Improving Representation of High-frequency Components for Medical Visual Foundation Models
- URL: http://arxiv.org/abs/2407.14651v3
- Date: Mon, 03 Mar 2025 09:31:01 GMT
- Title: Improving Representation of High-frequency Components for Medical Visual Foundation Models
- Authors: Yuetan Chu, Yilan Zhang, Zhongyi Han, Changchun Yang, Longxi Zhou, Gongning Luo, Chao Huang, Xin Gao,
- Abstract summary: We propose a novel pretraining strategy, named Frequency-advanced Representation Autoencoder (Frepa)<n>Frepa encourages the encoder to effectively represent and preserve high-frequency components in the image embeddings.<n>We develop Frepa across nine medical modalities and validate it on 32 downstream tasks for both 2D images and 3D volume data.

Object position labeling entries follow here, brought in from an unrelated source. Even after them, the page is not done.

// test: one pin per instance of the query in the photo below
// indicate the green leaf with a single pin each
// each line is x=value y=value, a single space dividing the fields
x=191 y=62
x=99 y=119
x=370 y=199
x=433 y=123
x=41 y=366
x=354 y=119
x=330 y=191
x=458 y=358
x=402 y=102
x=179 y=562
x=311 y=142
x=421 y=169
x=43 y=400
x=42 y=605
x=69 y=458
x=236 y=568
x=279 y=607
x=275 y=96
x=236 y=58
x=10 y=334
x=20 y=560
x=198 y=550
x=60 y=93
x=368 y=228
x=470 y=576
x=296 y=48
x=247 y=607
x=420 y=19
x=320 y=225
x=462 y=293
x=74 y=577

- Score: 16.39492793639237
- License: http://creativecommons.org/licenses/by-nc-nd/4.0/
- Abstract: Foundation models have recently attracted significant attention for their impressive generalizability across diverse downstream tasks. However, these models are demonstrated to exhibit great limitations in representing high-frequency components and fine-grained details. In many medical imaging tasks, the precise representation of such information is crucial due to the inherently intricate anatomical structures, sub-visual features, and complex boundaries involved. Consequently, the limited representation of prevalent foundation models can result in significant performance degradation or even failure in these tasks. To address these challenges, we propose a novel pretraining strategy, named Frequency-advanced Representation Autoencoder (Frepa). Through high-frequency masking and low-frequency perturbation combined with adversarial learning, Frepa encourages the encoder to effectively represent and preserve high-frequency components in the image embeddings. Additionally, we introduce an innovative histogram-equalized image masking strategy, extending the Masked Autoencoder approach beyond ViT to other architectures such as Swin Transformer and convolutional networks. We develop Frepa across nine medical modalities and validate it on 32 downstream tasks for both 2D images and 3D volume data. Without fine-tuning, Frepa can outperform other self-supervised pretraining methods and, in some cases, even surpasses task-specific trained models. This improvement is particularly significant for tasks involving fine-grained details, such as achieving up to a +15% increase in DSC for retina vessel segmentation and a +7% increase in IoU for lung nodule detection. Further experiments quantitatively reveal that Frepa enables superior high-frequency representations and preservation in the embeddings, underscoring its potential for developing more generalized and universal medical image foundation models.